Discover new uses for salt in your home. One South Carolina woman shares techniques for cooking and cleaning with salt that are straight from her grandmother’s kitchen.

I grew up in the classroom of my grandmother’s kitchen back in the 1950s and ’60s, way before old-fashioned kitchen techniques came in vogue. We were always canning, putting up something, making do with something else, and using every bit of the yard for either beautifying our world or feeding our family. The kitchen was the center of our world, and everything seemed to either begin or end in that kitchen. It was full of everything we needed, sans the fancy gadgets seen in kitchens today.
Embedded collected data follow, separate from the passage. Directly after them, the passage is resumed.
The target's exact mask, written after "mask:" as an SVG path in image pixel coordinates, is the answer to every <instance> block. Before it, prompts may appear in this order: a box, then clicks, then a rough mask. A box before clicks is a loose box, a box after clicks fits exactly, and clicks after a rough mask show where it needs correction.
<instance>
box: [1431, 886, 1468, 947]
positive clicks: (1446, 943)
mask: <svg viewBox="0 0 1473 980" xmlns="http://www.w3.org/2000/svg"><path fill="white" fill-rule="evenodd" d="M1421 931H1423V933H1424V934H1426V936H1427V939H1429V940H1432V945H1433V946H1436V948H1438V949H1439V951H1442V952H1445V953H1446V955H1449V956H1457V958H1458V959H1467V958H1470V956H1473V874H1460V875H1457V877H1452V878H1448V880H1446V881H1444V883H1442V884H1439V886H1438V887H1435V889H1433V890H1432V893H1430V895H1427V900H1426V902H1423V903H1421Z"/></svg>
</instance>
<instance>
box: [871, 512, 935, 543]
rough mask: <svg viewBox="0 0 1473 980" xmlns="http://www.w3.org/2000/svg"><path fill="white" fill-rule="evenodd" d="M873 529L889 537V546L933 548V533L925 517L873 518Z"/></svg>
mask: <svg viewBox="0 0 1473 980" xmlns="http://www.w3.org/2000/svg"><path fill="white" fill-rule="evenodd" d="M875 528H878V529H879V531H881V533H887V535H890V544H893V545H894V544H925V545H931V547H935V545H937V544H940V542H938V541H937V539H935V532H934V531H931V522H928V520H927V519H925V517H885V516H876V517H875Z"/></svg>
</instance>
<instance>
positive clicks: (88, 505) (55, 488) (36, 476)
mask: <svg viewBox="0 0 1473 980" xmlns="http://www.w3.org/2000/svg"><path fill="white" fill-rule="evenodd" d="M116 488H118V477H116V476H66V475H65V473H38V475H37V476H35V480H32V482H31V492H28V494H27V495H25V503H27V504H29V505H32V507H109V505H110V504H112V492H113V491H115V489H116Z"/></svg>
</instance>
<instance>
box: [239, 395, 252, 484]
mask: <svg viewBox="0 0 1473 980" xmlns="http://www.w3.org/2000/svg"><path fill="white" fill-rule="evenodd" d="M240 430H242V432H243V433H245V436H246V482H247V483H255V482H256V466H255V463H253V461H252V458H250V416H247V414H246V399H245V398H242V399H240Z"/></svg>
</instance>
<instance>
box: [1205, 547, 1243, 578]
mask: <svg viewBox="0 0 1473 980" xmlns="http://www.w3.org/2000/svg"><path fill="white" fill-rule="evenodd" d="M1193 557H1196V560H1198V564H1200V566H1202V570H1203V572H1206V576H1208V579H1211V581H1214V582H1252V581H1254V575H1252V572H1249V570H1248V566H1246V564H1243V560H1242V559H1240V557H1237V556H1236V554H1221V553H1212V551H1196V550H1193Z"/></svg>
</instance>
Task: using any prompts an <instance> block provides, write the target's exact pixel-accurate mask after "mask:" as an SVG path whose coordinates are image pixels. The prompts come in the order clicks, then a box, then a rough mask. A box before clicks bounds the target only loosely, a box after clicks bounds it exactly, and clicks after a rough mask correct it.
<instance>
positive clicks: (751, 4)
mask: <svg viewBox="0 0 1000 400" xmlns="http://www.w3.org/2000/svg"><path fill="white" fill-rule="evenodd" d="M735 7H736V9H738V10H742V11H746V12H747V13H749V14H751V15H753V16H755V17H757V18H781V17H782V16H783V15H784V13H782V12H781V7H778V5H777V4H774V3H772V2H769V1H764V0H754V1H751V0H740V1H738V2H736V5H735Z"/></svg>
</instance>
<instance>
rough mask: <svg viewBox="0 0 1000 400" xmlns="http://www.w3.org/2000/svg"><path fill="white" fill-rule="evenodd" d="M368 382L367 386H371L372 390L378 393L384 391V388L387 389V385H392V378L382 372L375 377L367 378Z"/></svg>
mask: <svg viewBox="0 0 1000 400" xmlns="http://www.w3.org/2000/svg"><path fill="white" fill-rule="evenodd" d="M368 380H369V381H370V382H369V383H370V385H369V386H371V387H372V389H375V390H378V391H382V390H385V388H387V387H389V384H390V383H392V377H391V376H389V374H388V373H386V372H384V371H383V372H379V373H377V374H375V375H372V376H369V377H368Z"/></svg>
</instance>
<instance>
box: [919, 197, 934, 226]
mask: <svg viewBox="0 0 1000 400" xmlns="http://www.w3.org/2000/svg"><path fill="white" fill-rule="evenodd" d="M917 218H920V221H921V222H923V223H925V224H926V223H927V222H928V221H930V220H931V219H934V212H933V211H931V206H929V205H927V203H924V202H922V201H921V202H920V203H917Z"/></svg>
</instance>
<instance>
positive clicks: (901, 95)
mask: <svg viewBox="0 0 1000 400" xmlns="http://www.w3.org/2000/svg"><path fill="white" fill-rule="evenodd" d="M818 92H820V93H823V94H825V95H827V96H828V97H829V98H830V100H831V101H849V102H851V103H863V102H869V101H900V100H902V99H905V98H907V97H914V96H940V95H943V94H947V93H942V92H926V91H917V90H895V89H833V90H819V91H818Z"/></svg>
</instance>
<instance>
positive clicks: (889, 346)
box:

We had delicious, simple food without having to buy a new ingredient for each recipe. Our recipes were memorized or written on index cards that I now cherish like gold. Each card had comments and suggestions for how to improve the recipe, or compliments on what worked well. I was the sous chef, cutting vegetables, measuring ingredients, getting eggs to room temperature and preheating the oven. Everyone had a job to do, but it wasn’t really work, it was community — family time to talk and visit, to catch up with one another before life ran by too fast.

One of the most frequently used ingredients in our family recipes was salt. Because we cooked from scratch, salt was not already in most of our ingredients, and we had better control over how much sodium each dish contained. We bought salt in bulk, and we added a teaspoon of rice to the salt shaker to prevent the salt from caking up in our humid Southern kitchen.